Ces trois noms ne sont pas étrangers à quiconque ayant suivi l’actualité américaine depuis les années 90. Ce sont les noms de trois hommes noirs qui furent victimes de brutalité policière, dont l’altercation a été filmée et dont l’histoire a choqué la planète. Le dernier point en commun? Après chaque drame, il y a cette volonté de changer les choses et surtout de changer la culture policière.
Dans les trois cas, il n’est pas trop cynique d’avancer que sans les images il n’y aurait jamais eu de conséquences pour les membres de forces de l’ordre impliquées. Il ne s’agit pas ici de faire le procès de la police aux États-Unis, mais plutôt de souligner un problème de société bien ancré où les personnes racisées sont statistiquement plus affectées par la brutalité policière.
En 2022, il y a eu un nombre record de décès lors d’interventions policières (1176). Les Afro-Américains représentent environ 13 % de la population totale, mais ils comptent pour 24% des victimes. Une étude de l’organisme Mapping Police Violence révèle aussi qu’entre 2013 et 2022, une personne noire avait trois fois plus de chance d’être tuée lors d’une intervention policière qu’une personne blanche. (source: https://www.theguardian.com/us-news/2023/jan/06/us-police-killings-record-number-2022)
Les policiers impliqués dans la mort de Tyre Nichols sont tous afro-américains. Est-ce que ça veut dire qu’on doit évacuer l’élément « racisme » de la question? Pas complètement, comme il s’agit ici de parler des personnes ciblées par les interventions policières et de la relation à reconstruire entre les autorités et les minorités aux États-Unis de façon générale.
La mort de George Floyd, et son «I can’t breath» avant de perdre la vie en mai 2020, fut un moment décisif. Il y a eu un soulèvement important de la population face au manque d’imputabilité des policiers et à un énième cas de brutalité policière impliquant un Afro-Américain. Un mouvement où ce ne sont pas uniquement les Afro-Américains qui ont pris les rues d’assaut, mais plutôt des gens de tous âges et de toutes couleurs de peau.
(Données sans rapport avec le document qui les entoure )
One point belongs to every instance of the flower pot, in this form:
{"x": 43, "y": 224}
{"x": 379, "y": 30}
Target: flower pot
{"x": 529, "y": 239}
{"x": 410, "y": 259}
Dans le dernier cas à être extrêmement médiatisé, Tyre Nichols, 29 ans, a été battu à mort après avoir été roué de coups lors d’une intervention plus que musclée qui avait débuté par une interpellation pour conduite erratique.
À la différence de George Floyd, les autorités ont agi rapidement en arrêtant les cinq policiers impliqués et ils ont diffusé la vidéo avant d’être forcés de le faire par la justice ou la pression populaire. Une vidéo avec des images très troublantes et difficiles à regarder où Nichols crie «mom» à plusieurs reprises avant de perdre connaissance. Un appel déchirant que George Floyd avait aussi fait avant de mourir.
ATTENTION | Ces images pourraient ne pas convenir à tous.
Des questions restent en suspens. L’intervention a eu lieu le 7 janvier, l’homme est décédé le 10 janvier, mais la vidéo a été diffusée uniquement trois semaines après l’événement. Pourquoi? Il reste qu’il faut souligner la transparence du service de police de Memphis qui semble avoir appris des erreurs des autres. Cette transparence semble d’ailleurs avoir eu un effet sur les manifestations qui se sont déroulées largement dans le calme.
Les implications politiques de l’événement se sont déjà fait sentir. Les démocrates souhaitent ramener à l’ordre du jour une loi, nommée en hommage à George Floyd, qui n’est jamais passée et qui vise une importante réforme de la police. Cette loi faciliterait les poursuites judiciaires à l’endroit de policiers ayant eu des comportements violents, interdirait les techniques d’étranglement, améliorerait la formation (souvent déficiente), obligerait le port de caméras pour les policiers en uniforme, permettrait la création d’un registre national de policiers ayant des antécédents disciplinaires et freinerait la militarisation des forces policières, pour ne nommer que ces éléments.
Biden en avait même fait une promesse phare lors de la campagne électorale de 2020. S’il n’a pas réussi à passer la loi avec une majorité au Congrès, il est difficile d’imaginer qu’il pourra le faire maintenant qu’il a perdu le contrôle de la Chambre des représentants. Les Américains auraient peut-être intérêt à se tourner du côté des autorités locales qui ont le pouvoir de changer les règles.
Est-ce que Tyre Nichols sera la mort de trop?